The SIP runtime library has changed so you need to upgrade this.

All of the existing Qt v2 classes have been ported to v3 - but anything
marked as obsolete has not been ported.  The following new v3 classes
have been added:

QCanvasSpline
QContextMenuEvent
QCheckTableItem
QComboTableItem
QDesktopWidget
QDockArea
QDockWindow
QIMEvent
QKeySequence
QRegExpValidator
QStyleOption
QTabletEvent
QTextEdit

The remaining new v3 classes will be added over the next few
weeks/months. If you have a particular requirement then let me know.

I've taken advantage of the change in major version number to introduce
a couple of incompatibilities, and I intend to introduce more before the
final release of PyQt v3.0.

- There are a 6 methods that have been renamed. In fact they now have
their proper Qt names. See the documentation for details.

- Anybody who is using SIP to generate bindings for other C++ libraries
will have to change any hand-written code. This is because
sipParseArgs() has been revised and now does all C++ to Python
conversions and not just type checks. This results in about 20% less
code being generated (and the hand-written code is simpler) but the new
version is incompatible with the old. I'll try and remember to send out
a note describing the changes once I'm sure I've got the changes right.

Now the question...

I want PyQt to reflect the splitting of Qt into logical modules more
than it does at the moment, but I'd like some feedback on how far to go.
At the moment the only classes split off into a different Python module
are the OpenGL ones. There are a couple of reasons for wanting to do
this:

- It's much easier to configure the build process for optional classes
(particularly for the Professional Edition of Qt).
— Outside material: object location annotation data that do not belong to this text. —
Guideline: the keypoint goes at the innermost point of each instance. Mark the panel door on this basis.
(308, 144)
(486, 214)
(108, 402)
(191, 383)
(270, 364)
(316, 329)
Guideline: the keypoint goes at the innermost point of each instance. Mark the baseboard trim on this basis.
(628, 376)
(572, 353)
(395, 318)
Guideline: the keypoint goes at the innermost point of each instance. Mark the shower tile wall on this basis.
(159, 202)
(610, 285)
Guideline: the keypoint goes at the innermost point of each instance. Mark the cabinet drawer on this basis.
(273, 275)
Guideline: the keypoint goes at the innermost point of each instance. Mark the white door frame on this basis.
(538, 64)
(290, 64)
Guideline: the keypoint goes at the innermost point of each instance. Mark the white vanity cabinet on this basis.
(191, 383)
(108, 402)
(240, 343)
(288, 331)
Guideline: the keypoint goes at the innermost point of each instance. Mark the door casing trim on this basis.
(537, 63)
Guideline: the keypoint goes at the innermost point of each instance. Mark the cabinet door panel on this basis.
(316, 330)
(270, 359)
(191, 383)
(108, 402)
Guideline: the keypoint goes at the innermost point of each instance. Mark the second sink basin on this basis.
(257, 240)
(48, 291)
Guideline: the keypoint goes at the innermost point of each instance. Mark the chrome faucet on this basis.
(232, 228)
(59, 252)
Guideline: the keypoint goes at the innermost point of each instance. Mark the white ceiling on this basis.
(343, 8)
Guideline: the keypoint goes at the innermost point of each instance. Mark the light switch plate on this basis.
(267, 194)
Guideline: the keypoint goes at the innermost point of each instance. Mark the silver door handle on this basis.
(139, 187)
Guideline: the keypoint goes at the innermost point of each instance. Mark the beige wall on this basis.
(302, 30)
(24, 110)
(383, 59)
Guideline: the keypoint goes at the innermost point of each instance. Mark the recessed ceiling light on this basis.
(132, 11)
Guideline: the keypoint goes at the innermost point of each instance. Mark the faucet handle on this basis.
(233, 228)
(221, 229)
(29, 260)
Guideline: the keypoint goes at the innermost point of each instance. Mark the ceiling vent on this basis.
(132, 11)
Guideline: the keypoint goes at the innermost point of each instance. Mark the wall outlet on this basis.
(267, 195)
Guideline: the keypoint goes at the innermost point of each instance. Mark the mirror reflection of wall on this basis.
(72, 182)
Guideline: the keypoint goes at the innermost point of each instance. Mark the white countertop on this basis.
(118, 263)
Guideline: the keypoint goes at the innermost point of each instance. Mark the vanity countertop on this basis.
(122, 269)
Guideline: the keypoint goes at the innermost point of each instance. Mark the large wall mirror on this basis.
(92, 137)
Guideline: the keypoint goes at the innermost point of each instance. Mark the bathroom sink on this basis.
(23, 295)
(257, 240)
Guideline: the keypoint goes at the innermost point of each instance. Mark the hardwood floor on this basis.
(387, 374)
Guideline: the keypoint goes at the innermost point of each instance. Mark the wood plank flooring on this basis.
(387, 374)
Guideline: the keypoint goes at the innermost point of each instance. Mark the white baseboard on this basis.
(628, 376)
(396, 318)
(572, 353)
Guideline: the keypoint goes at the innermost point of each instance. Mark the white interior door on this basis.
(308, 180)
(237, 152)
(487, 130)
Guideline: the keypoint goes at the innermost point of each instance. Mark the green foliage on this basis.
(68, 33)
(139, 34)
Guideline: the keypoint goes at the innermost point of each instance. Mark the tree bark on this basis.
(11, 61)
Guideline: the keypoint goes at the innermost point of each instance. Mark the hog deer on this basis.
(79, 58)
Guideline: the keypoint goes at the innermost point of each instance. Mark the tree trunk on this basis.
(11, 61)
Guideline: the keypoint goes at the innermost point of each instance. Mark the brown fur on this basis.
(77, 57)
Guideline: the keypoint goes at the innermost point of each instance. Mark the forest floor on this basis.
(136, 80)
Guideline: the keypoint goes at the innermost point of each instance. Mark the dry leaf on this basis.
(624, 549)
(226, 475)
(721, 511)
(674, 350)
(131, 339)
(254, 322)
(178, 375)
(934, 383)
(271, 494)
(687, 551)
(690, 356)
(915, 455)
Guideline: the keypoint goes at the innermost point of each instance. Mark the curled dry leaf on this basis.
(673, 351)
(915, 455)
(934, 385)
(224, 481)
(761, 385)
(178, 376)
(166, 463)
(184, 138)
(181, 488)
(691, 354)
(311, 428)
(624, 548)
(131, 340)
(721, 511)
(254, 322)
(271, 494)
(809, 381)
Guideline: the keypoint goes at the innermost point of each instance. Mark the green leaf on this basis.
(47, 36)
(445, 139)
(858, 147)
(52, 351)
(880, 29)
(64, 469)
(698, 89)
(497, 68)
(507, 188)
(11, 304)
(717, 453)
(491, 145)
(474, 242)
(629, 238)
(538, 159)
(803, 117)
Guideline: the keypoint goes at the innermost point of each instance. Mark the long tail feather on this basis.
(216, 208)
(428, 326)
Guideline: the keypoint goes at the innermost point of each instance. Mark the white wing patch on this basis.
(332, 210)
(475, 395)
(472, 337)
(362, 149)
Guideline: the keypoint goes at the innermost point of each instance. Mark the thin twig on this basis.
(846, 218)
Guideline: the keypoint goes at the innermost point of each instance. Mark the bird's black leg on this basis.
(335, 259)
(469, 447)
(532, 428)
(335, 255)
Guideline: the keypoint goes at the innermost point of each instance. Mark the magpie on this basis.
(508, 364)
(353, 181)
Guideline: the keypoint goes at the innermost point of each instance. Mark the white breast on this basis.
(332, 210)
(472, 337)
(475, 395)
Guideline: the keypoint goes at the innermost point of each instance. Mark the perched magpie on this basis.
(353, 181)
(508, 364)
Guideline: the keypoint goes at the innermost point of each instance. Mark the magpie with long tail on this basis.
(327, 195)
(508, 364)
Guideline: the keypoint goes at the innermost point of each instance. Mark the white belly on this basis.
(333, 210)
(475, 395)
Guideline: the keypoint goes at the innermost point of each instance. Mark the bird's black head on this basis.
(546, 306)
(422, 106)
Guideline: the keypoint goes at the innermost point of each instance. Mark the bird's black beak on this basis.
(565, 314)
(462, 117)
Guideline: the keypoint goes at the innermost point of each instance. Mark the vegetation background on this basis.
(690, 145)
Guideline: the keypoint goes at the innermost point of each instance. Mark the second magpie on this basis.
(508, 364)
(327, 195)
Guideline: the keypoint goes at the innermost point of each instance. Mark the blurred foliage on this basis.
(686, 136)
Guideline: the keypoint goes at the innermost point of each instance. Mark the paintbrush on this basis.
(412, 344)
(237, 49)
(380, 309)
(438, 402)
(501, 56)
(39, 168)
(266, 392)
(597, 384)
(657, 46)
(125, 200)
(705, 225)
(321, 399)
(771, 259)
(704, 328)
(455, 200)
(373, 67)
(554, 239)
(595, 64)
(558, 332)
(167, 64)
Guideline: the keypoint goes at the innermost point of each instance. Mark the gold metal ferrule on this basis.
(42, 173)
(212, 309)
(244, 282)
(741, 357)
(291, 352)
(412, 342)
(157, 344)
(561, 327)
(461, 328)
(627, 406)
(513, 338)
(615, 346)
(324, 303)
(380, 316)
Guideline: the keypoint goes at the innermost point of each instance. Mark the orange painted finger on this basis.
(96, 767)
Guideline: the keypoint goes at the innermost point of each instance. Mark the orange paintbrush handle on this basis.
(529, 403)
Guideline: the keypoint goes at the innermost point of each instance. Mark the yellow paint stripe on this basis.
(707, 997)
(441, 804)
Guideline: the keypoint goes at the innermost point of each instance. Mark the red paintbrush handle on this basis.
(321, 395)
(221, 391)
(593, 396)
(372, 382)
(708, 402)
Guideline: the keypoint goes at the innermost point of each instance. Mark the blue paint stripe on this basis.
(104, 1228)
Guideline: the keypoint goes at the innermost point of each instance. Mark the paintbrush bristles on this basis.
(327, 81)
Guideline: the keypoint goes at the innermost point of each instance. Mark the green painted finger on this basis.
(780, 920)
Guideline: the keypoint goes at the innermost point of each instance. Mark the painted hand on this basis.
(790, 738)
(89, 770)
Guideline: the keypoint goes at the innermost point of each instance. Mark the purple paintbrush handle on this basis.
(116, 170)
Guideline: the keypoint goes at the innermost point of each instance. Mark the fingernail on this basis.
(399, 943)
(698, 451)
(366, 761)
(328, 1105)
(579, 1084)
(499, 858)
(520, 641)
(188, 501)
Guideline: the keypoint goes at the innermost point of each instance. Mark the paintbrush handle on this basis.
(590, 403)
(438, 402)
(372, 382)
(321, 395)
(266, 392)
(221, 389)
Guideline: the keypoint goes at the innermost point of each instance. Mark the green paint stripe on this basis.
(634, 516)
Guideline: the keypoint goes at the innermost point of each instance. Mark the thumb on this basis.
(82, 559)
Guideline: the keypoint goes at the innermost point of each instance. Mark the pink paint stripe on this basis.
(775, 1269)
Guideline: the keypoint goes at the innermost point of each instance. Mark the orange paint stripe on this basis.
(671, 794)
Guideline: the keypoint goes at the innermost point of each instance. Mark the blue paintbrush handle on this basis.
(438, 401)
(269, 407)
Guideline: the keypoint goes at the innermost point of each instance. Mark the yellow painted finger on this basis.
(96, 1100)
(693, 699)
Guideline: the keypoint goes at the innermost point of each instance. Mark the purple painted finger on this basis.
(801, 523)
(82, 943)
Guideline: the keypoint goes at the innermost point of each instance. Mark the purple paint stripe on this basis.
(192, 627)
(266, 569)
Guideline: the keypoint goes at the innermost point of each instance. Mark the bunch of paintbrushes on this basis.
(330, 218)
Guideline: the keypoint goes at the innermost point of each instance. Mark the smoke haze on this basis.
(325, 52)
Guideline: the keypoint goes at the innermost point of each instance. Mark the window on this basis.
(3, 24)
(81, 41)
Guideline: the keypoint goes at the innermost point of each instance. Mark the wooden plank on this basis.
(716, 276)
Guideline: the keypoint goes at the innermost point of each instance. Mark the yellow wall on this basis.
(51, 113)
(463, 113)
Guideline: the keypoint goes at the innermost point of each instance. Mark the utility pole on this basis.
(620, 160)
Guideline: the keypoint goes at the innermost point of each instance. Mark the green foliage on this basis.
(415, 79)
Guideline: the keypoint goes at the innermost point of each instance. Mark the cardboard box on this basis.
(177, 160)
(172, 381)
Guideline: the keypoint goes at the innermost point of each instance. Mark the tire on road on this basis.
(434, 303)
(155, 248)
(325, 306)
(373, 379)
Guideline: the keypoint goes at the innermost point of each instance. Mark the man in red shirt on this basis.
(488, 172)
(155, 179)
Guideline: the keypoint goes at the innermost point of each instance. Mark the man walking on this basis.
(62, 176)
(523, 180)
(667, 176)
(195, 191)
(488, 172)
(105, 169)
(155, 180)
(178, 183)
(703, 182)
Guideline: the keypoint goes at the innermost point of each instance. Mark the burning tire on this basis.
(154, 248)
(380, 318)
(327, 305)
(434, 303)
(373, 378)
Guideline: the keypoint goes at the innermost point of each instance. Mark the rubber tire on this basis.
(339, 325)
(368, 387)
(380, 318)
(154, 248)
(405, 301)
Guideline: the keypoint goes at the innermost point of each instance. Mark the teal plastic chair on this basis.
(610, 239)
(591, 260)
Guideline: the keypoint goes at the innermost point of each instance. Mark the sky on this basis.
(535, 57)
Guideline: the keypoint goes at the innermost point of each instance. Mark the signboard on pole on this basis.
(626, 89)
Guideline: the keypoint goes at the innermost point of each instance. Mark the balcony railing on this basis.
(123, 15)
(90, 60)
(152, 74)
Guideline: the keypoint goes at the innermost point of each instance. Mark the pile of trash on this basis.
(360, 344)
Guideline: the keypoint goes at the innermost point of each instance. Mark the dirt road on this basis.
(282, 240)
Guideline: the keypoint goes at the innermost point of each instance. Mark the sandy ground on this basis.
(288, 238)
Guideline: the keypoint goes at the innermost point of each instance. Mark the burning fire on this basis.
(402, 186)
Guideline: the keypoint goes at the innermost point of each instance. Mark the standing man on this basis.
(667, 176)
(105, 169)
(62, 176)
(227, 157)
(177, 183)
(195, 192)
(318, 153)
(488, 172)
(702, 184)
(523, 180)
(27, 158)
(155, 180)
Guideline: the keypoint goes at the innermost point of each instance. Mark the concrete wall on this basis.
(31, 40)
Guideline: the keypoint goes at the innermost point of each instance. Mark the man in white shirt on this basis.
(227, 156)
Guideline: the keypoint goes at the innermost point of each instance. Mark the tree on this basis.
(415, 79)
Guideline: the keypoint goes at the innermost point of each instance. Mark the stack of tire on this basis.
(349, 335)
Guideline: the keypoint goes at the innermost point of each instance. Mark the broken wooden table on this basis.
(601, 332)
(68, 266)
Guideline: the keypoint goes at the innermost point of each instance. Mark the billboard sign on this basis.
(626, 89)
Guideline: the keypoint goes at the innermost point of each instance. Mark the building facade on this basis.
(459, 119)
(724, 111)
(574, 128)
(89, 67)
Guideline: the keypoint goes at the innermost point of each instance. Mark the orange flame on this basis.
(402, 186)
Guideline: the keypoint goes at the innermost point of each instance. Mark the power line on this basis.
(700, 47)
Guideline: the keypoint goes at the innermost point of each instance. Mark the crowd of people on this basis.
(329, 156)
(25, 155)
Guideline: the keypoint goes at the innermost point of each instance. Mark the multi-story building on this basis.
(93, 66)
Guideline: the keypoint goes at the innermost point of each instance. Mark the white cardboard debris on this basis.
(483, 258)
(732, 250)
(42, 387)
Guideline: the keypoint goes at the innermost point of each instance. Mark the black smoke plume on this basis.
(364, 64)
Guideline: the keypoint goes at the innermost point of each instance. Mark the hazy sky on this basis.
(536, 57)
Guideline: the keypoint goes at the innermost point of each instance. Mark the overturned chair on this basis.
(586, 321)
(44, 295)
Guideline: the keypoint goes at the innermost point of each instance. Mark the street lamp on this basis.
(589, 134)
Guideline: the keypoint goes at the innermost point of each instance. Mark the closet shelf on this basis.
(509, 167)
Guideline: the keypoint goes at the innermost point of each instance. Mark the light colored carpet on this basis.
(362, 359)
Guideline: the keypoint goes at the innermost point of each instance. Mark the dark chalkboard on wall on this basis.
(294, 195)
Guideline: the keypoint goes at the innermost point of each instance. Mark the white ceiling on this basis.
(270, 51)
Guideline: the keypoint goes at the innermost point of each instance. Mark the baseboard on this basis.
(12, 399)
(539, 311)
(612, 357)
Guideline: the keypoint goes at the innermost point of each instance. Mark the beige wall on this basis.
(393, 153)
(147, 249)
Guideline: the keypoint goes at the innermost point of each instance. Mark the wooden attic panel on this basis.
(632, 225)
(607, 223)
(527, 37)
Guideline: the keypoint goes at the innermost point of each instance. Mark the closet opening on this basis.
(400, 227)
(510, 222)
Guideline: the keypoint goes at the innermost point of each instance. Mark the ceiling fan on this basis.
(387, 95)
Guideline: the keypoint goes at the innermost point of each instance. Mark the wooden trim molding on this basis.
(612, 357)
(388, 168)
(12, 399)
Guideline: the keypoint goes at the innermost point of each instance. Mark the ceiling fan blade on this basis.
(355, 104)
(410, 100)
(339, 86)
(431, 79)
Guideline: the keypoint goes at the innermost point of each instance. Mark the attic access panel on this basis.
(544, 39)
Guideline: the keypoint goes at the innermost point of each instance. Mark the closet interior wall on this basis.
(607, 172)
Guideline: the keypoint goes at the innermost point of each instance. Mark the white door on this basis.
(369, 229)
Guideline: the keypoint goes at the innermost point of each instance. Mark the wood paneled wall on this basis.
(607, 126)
- As Qt gets bigger I don't want to force that bloat onto scripts that
don't use those extra features.

The question is, how far to go? I will definitately put each of the
modules (Canvas, Network, OpenGL, Table and XML) that are only in the
Enterprise (and GPL) Edition into separate Python modules. The new SQL
module will also be separate. The documentation also describes Iconview
and Workspace modules - but also talks of the "base" modules (tools,
kernel, widgets etc) which, confusingly, includes the Iconview and
Workspace modules.

I'm considering the following options...

- Do the minimum and just create qcanvas, qnetwork, qxml etc modules
that sit alongside the existing qt module.

- Go to the other extreme and move everything around to create qt.tools,
qt.kernel, qt.widgets, qt.canvas, qt.network, qt.xml etc.

- A compromise to create qt.base, qt.canvas, qt.network, qt.xml etc.
(and then decide on whether QWorkspace goes into qt.base or
qt.workspace).

Opinions and other suggestions welcome.